Le club des cauchemars.


Il y a un moment de l’année où, dans les grandes villes, à Paris et à Londres surtout, on fait beaucoup de musique telle quelle, où les murs sont couverts d’affiches de concerts, où les virtuoses étrangers accourent de tous les coins de l’Europe pour rivaliser avec les nationaux et entre eux, où ces plaideurs d’une espèce nouvelle se ruent sur le pauvre public, le prennent violemment à partie, et le payeraient même volontiers pour l’avoir d’abord, et ensuite pour l’enlever à leurs rivaux. Mais, comme les témoins, les auditeurs sont chers et n’en a pas qui veut.

Ce terrible moment, dans la langue des artistes musiciens, s’appelle la saison.

La saison ! cela explique et justifie toutes sortes de choses que je voudrais pouvoir appeler fabuleuses, et qui ne sont que trop vraies.
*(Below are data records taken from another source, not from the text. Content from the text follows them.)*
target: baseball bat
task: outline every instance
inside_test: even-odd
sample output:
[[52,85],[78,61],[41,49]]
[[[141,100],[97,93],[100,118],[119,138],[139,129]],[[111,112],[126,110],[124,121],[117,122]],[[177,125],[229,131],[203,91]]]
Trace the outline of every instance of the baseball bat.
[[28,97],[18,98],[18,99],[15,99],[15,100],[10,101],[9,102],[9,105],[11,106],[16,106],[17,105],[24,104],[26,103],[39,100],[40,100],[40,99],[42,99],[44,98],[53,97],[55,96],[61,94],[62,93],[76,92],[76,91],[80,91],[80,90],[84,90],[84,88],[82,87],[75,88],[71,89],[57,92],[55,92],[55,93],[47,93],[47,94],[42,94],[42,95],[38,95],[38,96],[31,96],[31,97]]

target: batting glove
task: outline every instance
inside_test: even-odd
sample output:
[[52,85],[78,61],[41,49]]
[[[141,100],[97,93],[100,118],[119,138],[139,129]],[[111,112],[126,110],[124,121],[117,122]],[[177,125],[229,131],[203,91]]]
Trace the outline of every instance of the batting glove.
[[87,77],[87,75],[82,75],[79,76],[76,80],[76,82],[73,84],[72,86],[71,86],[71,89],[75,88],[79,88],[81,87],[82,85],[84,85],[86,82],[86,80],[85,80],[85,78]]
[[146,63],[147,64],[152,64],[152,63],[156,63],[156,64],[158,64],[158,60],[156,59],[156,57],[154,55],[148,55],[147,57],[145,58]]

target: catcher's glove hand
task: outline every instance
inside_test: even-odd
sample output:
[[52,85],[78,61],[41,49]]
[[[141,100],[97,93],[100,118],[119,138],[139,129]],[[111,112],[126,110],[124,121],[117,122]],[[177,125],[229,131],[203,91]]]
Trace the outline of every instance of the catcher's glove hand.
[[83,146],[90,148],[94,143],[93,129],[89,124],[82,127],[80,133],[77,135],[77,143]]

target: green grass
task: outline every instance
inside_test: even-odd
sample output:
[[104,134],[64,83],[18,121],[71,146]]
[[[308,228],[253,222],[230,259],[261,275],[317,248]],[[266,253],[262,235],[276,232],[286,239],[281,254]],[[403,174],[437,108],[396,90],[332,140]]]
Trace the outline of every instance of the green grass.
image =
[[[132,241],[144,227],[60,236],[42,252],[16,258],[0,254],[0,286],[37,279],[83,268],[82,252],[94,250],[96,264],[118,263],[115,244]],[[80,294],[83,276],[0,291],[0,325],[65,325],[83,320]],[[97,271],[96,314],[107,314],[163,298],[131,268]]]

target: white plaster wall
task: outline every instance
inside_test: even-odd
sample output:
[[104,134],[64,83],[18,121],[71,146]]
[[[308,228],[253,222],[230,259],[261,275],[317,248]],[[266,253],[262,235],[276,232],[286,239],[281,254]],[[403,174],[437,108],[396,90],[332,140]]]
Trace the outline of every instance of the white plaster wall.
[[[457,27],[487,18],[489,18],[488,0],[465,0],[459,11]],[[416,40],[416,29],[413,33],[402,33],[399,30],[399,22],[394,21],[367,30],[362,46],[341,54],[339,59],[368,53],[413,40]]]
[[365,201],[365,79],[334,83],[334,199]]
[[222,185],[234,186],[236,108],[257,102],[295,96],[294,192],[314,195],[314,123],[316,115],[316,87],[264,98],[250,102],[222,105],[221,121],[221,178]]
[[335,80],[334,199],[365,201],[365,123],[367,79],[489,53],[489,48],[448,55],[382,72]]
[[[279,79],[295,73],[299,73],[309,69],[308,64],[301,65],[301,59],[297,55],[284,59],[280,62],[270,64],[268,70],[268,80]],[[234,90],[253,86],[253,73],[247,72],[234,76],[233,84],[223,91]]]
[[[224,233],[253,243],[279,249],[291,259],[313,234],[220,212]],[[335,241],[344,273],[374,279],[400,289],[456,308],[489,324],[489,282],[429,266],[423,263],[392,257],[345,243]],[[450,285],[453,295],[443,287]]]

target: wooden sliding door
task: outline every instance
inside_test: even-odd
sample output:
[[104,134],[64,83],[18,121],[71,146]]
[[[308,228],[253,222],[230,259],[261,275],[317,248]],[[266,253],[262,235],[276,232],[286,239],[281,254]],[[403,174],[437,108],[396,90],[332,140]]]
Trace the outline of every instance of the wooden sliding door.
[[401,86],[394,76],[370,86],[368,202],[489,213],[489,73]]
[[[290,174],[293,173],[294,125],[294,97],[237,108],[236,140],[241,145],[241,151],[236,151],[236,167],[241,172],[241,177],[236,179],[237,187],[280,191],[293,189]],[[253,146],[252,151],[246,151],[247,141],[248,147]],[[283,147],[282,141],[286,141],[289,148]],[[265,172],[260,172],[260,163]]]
Les critiques alors se voient assaillis par des gens pressés qui viennent de fort loin faire leur réputation dans la grand’ville, qui la veulent faire vite et qui tentent sur eux l’emploi des fromages de Hollande comme moyen de corruption.

C’est la saison !

On donne jusqu’à cinq et six concerts chaque jour, à la même heure, et les organisateurs de ces fêtes trouvent fort inconvenant que les pauvres critiques se fassent remarquer à quelques-unes par leur absence ! Ils écrivent alors aux absents des lettres fort curieuses, remplies de fiel et d’indignation.

C’est la saison !

Une foule incroyable de gens qui passent dans leur endroit pour avoir du talent viennent ainsi acquérir la preuve qu’ils n’en ont pas hors de leur endroit, ou qu’ils n’ont que celui de rendre fort sérieux le public frivole et frivole le public sérieux.

C’est la saison !

Dans ce grand nombre de musiciens et de musiciennes marchant sur les talons les uns des autres, se coudoyant, se bousculant, prenant parfois traîtreusement leurs rivaux par les jambes pour les faire tomber, on remarque pourtant par bonheur quelques talents de haute futaie qui s’élèvent au-dessus du peuple des médiocrités, comme les palmiers au-dessus des forêts tropicales. Grâce a ces artistes exceptionnels, on peut alors entendre de temps en temps quelques fort belles choses, et se consoler de toutes les choses détestables qu’on doit subir.

C’est la saison !

Mais, cette époque de l’année une fois passée, si après une longue abstinence et en proie à une ardente soif, vous cherchez à boire une coupe de pure harmonie ; impossible !

Ce n’est pas la saison.

On vous parle d’un chanteur, on vante sa voix et sa méthode ; vous allez l’entendre. Il n’a ni voix ni méthode.

Ce n’est pas la saison.

Arrive un violoniste précédé d’un certain renom. Il se dit élève de Paganini, comme de coutume ; il exécute, dit-on, des duos sur une seule corde, et, qui plus est, il joue toujours juste et chante comme un cygne de l’Éridan. Vous allez plein de joie à son concert. Vous trouvez la salle vide ; un mauvais piano vertical remplace l’orchestre pour les accompagnements ; le monsieur n’est pas seulement capable d’exécuter proprement un solo sur ses quatre cordes, il joue faux comme un Chinois et chante comme un cygne noir d’Australie.

Ce n’est pas la saison.

Pendant les longues soirées de château (en hiver pour les Anglais, en été pour les Français), l’annonce d’une fête musicale organisée avec pompe dans une ville voisine vient tout d’un coup faire dresser les oreilles à une société d’amateurs passionnés pour les grands chefs-d’œuvre et auxquels le chant individuel et le piano ne suffisent pas. Vite on envoie retenir des places ; au jour fixé on accourt. La salle du festival est pleine, il est vrai, mais de quels auditeurs !… L’orchestre est composé de dix ou douze artistes et de trente musiciens de guinguettes ; le chœur a été recruté parmi les blanchisseuses du lieu et les soldats de la garnison. On écartèle une symphonie de Beethoven, on brait un oratorio de Mendelssohn. Et l’on serait mal venu de se plaindre.

Ce n’est pas la saison.

On annonce par exception, dans la grand’ville, une œuvre nouvelle d’un vieux maître blanchi sous le harnois, chantée par une prima donna dont le nom, dès longtemps populaire, a conservé un grand éclat. Hélas ! la musique de l’œuvre nouvelle est incolore et la voix de la cantatrice n’a pas eu le même bonheur que son nom.

Ce n’est plus la saison.

Combien nous comptons peu de pays à saison !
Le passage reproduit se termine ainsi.